Could a workaround be AqualinkD sending a heartbeat to the pentair which the RS will detect

@christiaanbrand , I did some more testing this weekend. My previous set up was having my SWG (Hayward Goldline/Aquarite) behind the pump relay powered by the pump circuit breaker while the pump itself is directly connected to the breaker. The SWG would power on/off when the Jandy control triggered the relay to shut off the pump (although the pump controller remained powered).
Looking at both the SWG and Pentair VSF manuals, when controlled via automation, it is documented that both the SWG and the Pentair connect directly to the main and let the automation control them both. Not having other ideas, I re-wired the power to the SWG so that the entire unit does not power down.

I ran some tests and although the first time I started getting bounces every couple of minutes, flipping from AqualinkTouch to OneTouch (0x30 -> 0x40) and restarting stabilized it. I have noticed that sometimes switching between extended programming protocols and restarting AqualinkD can help, although its success is not consistent.

I have also noticed that sometimes powering the breakers in order can help stabilize it. For example, Power Jandy breaker, let it go through its boot sequence which takes about 15s, and then powering on the pump/swg) .

My SWG is always powered on, so I kinda already had the setup you described. I've been having success by just running without extended mode now for a couple of months. That works fine.

@christiaanbrand @niharmehta

I have just updated AqualinkD to version 2.3.3 and think this may have been fixed. If you pull the latest version and add the below to aqualinkd.conf rs485_frame_delay = 4 see if that helps.

Thanks. Will give this a shot and report back.

Apologies for the delay. I think that fixed the issue for me :) I haven't seen it re-occur since I set that new value.

I'd suggest you set that as the default going forward maybe?

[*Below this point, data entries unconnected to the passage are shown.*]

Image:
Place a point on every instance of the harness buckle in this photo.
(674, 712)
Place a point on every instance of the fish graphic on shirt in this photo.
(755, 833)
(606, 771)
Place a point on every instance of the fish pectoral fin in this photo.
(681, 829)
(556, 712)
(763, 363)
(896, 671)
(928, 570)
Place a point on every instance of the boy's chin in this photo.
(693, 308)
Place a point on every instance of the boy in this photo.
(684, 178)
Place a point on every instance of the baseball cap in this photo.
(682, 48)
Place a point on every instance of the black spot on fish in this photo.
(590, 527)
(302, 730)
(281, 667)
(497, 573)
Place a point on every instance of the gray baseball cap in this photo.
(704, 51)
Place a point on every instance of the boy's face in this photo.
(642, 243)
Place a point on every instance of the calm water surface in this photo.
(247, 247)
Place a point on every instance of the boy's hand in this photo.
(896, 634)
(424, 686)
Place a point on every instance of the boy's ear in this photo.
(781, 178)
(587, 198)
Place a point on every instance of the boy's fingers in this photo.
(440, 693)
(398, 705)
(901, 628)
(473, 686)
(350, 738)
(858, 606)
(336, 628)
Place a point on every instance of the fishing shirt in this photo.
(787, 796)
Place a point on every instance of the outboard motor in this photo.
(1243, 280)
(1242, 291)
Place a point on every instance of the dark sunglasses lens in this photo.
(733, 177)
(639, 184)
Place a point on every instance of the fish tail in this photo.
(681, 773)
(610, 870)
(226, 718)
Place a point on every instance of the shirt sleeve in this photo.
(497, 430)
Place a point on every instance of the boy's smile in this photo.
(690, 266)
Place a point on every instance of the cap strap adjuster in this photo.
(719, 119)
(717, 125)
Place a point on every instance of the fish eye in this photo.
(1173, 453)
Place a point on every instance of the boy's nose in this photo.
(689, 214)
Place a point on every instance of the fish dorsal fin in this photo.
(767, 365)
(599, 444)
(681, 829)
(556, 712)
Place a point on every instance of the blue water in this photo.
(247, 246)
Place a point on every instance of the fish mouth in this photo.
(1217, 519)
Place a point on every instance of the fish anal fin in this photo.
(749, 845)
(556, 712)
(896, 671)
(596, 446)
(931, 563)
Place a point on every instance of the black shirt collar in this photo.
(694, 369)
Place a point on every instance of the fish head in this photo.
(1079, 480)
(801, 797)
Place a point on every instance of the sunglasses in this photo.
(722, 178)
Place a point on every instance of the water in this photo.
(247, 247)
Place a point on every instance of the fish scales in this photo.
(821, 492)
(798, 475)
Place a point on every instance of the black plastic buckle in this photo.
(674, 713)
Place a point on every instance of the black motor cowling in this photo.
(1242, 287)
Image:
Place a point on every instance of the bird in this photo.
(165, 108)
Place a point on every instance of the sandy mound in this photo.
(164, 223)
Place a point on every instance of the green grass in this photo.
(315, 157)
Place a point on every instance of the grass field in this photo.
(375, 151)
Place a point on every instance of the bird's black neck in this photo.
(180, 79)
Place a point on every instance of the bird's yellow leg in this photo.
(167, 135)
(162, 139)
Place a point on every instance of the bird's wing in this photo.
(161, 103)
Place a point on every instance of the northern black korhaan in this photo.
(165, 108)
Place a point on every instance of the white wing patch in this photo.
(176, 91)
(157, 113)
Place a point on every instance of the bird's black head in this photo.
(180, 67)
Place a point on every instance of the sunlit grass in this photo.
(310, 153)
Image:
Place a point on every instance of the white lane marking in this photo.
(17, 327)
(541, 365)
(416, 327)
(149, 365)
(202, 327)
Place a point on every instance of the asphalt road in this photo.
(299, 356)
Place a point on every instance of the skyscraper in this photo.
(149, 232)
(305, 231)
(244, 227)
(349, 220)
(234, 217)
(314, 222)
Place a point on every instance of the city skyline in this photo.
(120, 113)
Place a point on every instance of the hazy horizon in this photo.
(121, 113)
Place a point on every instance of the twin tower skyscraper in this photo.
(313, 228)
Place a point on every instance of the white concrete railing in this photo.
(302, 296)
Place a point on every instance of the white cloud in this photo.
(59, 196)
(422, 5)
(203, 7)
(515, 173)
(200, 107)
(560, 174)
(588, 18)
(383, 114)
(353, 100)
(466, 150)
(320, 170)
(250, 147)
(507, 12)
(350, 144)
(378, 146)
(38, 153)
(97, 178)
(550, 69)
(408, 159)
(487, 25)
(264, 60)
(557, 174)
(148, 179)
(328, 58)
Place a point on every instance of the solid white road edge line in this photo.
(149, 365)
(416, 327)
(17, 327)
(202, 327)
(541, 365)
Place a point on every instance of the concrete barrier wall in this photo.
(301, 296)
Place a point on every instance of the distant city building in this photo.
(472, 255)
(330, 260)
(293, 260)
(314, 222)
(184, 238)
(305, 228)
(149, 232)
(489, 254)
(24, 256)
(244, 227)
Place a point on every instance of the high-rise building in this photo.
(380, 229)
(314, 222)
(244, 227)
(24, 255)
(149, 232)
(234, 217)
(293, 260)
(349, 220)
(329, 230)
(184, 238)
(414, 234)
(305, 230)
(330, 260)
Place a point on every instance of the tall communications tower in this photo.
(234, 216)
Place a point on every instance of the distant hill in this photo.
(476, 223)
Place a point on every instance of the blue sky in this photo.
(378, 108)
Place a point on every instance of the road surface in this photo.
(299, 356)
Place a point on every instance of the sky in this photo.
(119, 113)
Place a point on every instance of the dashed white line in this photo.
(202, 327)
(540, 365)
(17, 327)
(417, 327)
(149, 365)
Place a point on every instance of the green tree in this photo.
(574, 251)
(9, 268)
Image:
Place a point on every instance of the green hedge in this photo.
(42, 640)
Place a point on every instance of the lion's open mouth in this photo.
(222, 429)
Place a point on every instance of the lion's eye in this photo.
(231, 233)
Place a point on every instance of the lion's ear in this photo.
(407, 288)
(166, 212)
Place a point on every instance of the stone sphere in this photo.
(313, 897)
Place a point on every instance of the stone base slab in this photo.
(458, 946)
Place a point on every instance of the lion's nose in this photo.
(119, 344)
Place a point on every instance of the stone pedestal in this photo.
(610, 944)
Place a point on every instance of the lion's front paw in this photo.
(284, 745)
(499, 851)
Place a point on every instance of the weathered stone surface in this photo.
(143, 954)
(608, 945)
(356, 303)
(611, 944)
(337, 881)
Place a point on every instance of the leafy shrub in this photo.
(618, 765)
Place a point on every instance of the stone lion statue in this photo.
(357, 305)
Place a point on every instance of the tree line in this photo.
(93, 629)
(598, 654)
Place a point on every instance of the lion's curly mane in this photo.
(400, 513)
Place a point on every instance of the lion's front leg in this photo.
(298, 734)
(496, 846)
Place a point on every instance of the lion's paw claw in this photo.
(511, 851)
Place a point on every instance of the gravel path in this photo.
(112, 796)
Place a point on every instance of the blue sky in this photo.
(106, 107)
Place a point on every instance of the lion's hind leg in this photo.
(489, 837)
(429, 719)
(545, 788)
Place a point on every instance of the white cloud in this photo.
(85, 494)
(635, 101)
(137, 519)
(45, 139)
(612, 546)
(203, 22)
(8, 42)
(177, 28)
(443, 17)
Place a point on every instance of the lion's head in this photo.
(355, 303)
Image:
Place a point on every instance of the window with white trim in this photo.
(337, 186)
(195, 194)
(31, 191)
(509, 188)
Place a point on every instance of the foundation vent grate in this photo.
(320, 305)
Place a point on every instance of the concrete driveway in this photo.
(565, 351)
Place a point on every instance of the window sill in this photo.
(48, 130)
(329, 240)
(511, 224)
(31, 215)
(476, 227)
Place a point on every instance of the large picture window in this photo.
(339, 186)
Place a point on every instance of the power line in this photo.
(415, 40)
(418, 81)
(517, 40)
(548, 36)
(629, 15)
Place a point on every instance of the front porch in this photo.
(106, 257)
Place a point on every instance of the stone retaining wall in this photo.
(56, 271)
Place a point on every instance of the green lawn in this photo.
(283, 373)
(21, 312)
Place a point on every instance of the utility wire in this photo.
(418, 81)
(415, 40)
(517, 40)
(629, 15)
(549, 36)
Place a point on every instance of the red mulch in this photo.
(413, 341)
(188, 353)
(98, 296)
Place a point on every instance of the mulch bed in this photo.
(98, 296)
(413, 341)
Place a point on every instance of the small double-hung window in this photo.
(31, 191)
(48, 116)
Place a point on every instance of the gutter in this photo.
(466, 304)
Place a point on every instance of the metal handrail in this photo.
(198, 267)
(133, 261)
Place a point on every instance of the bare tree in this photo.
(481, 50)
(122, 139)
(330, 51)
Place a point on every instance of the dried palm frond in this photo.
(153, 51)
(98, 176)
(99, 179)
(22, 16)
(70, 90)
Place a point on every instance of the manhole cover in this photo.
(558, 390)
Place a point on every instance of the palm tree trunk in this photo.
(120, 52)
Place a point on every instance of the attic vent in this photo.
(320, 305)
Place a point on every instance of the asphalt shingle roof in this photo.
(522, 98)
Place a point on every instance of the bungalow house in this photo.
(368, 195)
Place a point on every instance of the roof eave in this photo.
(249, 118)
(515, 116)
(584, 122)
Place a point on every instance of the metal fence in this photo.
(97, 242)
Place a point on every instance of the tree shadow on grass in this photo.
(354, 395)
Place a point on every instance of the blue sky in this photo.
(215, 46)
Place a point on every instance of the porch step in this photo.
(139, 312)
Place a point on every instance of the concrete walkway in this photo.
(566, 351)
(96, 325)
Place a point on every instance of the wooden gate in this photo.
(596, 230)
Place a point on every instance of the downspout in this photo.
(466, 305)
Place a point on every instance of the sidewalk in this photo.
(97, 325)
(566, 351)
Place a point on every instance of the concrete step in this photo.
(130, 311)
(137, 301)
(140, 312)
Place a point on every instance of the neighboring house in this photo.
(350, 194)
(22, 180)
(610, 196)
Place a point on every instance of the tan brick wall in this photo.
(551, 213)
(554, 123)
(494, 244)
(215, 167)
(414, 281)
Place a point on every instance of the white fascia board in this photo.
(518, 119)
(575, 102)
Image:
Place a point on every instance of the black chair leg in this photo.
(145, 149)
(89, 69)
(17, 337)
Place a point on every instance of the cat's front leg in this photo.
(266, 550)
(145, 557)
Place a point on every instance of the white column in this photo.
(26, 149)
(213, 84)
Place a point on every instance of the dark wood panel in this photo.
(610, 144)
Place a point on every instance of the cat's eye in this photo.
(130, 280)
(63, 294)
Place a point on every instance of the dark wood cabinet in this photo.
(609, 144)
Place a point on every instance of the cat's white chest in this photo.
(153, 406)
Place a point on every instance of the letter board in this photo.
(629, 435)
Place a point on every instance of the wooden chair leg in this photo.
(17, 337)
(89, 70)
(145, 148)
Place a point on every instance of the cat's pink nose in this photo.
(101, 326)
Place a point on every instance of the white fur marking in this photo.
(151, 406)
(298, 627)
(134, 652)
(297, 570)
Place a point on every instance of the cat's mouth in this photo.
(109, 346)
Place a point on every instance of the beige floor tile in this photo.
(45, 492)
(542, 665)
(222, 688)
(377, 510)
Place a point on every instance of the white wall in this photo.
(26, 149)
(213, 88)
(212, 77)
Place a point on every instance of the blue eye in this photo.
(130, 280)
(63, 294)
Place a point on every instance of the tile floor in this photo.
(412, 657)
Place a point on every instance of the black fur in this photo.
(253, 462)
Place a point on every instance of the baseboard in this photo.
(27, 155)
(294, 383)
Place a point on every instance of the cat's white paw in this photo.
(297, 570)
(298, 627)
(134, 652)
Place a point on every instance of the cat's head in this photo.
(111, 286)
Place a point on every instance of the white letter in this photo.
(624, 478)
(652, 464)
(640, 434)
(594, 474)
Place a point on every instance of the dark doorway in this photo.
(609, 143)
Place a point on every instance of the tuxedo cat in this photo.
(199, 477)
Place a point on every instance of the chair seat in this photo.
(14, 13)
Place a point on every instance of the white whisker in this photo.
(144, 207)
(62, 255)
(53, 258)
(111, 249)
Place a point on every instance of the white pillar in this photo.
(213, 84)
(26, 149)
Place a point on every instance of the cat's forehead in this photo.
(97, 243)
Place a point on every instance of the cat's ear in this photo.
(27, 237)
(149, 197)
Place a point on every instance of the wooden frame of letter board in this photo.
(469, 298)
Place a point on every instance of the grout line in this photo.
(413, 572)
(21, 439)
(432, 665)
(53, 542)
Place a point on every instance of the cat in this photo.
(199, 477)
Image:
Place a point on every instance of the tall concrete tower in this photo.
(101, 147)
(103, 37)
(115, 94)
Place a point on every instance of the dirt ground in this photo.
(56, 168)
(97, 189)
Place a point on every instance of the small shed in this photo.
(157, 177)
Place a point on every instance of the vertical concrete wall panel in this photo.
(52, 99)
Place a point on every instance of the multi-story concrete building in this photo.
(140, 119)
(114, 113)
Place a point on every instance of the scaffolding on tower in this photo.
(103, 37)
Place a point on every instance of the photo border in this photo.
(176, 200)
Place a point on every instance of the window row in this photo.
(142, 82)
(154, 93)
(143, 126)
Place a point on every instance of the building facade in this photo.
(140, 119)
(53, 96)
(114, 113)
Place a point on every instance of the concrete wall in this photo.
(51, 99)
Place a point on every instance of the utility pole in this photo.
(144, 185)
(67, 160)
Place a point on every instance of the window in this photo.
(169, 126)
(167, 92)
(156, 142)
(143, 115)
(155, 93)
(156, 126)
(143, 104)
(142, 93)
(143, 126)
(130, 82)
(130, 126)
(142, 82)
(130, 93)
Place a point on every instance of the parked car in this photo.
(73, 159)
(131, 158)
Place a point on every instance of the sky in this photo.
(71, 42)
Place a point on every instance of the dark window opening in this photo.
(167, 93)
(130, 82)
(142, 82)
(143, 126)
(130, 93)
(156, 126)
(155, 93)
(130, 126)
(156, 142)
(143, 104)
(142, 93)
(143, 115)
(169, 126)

I guess I still have a similar issue with my SECOND pentair pump. Only when running aqualinkd, the pump will go offline the whole time. Whether I’m running in extended mode or not, or whether I have the frame_delay specified or not. This only applies to the second pump. Pump 1 is now rock solid when specifying frame_delay.

Have you played with the default setting of 4? If not, can you try increasing it by steps of 4 until the problem goes away, or you hit ~30.